A new tax filing season has begun with the start of this new year. Typically, each tax year sees many taxpayers apply for Refund Anticipation Loans (RALs) or also known as Rapid Refunds. RALs are typically short-term loans given out by tax preparers in collaboration with financial institutions to taxpayers based on how much tax refunds they are due to receive. However, the situation this year has changed. Starting from this tax year, RALs are going to get harder to come by. This is because of two major factors.
Firstly, in August last year, the IRS has informed everyone that it will no longer furnish taxpayers’ ‘debt indicators’ which is normally used by tax preparers and associated financial institutions as part of their process of giving out RALs. Without the ‘debt indicators’ it would be impossible for tax preparers and banks to ascertain accurately the amount of debt the taxpayer may have outstanding. These debts would be payable out of the taxpayer’s refund amount.
As you can imagine, many tax preparers and their associated banks may shy away from giving out RALs due to this uncertainty. They would lose money if the IRS deducts more debt than they anticipate out of the taxpayer’s refund. In light of this situation, the tax preparers and finance companies would inevitably increase their lending rates to cover for the higher likelihood of their making a loss.
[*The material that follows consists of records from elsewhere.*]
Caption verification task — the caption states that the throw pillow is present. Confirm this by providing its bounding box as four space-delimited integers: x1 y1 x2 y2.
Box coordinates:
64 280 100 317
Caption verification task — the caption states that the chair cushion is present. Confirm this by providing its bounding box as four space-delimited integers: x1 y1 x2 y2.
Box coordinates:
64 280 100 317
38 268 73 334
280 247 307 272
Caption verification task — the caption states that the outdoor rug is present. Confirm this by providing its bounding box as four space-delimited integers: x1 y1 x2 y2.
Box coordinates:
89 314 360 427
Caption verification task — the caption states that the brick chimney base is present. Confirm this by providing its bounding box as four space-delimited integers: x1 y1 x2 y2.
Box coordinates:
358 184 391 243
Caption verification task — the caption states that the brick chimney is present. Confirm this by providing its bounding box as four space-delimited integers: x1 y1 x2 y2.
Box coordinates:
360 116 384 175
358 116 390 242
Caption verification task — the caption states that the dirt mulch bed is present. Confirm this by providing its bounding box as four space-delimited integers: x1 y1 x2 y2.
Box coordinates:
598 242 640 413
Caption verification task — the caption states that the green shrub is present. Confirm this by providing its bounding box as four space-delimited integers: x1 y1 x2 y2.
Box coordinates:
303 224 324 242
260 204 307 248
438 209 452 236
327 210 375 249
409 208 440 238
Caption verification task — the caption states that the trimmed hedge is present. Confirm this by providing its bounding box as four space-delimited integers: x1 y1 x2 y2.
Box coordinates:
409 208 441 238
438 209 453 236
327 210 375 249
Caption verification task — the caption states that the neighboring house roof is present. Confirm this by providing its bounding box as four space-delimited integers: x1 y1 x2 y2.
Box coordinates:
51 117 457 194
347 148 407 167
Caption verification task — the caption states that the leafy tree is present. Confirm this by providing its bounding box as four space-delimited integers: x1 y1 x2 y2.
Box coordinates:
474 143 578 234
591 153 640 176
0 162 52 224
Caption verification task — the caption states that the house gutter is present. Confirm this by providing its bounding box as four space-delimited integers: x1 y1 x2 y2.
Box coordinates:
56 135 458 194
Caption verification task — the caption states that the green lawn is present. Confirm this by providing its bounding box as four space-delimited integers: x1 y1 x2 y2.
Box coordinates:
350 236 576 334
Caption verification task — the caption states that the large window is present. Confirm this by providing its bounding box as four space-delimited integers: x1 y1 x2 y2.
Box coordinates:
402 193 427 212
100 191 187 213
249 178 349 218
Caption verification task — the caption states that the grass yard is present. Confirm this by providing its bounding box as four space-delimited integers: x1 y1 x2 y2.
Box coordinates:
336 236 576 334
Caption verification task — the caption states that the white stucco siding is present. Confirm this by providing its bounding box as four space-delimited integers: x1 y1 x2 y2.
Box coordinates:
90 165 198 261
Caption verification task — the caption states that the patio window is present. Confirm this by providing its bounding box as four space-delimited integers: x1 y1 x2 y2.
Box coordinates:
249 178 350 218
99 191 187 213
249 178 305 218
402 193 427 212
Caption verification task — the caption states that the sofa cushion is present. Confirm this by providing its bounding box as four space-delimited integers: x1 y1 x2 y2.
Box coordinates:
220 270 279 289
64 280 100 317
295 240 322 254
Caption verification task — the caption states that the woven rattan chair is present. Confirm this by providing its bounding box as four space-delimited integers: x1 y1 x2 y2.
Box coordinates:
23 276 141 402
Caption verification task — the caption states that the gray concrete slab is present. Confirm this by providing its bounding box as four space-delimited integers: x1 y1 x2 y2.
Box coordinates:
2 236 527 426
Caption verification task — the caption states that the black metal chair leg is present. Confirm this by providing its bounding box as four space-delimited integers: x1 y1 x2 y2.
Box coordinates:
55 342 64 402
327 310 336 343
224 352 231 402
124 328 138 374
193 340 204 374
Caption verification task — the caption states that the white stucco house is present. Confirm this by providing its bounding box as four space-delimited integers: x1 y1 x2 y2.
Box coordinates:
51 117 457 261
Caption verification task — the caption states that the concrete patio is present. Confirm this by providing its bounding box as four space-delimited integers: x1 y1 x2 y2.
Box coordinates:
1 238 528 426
Secondly, the IRS is encouraging all taxpayers to file their tax returns electronically. This would facilitate the tax submission process including the issuance of refunds which can be directly deposited into the taxpayer’s bank account. A straightforward electronic filing without any complicated tax issues would allow a taxpayer to receive a refund in as little as 10 working days.
This means there would be no strong need for RALs because the taxpayers do not have to wait long for their refunds.
A refund anticipation check is actually a temporary bank account into which the refund is deposited and out of which the bank issues payments to the taxpayer. This enables taxpayers to have their tax-return preparation and filing fees deducted from their refund, rather than paying those costs upfront. RALs are favored by low-income taxpayers who file their taxes early in the season and do not have the cash to pay for tax preparation services.
Hence with the new developments, taxpayers would be hard-pressed to get approval for RALs this year.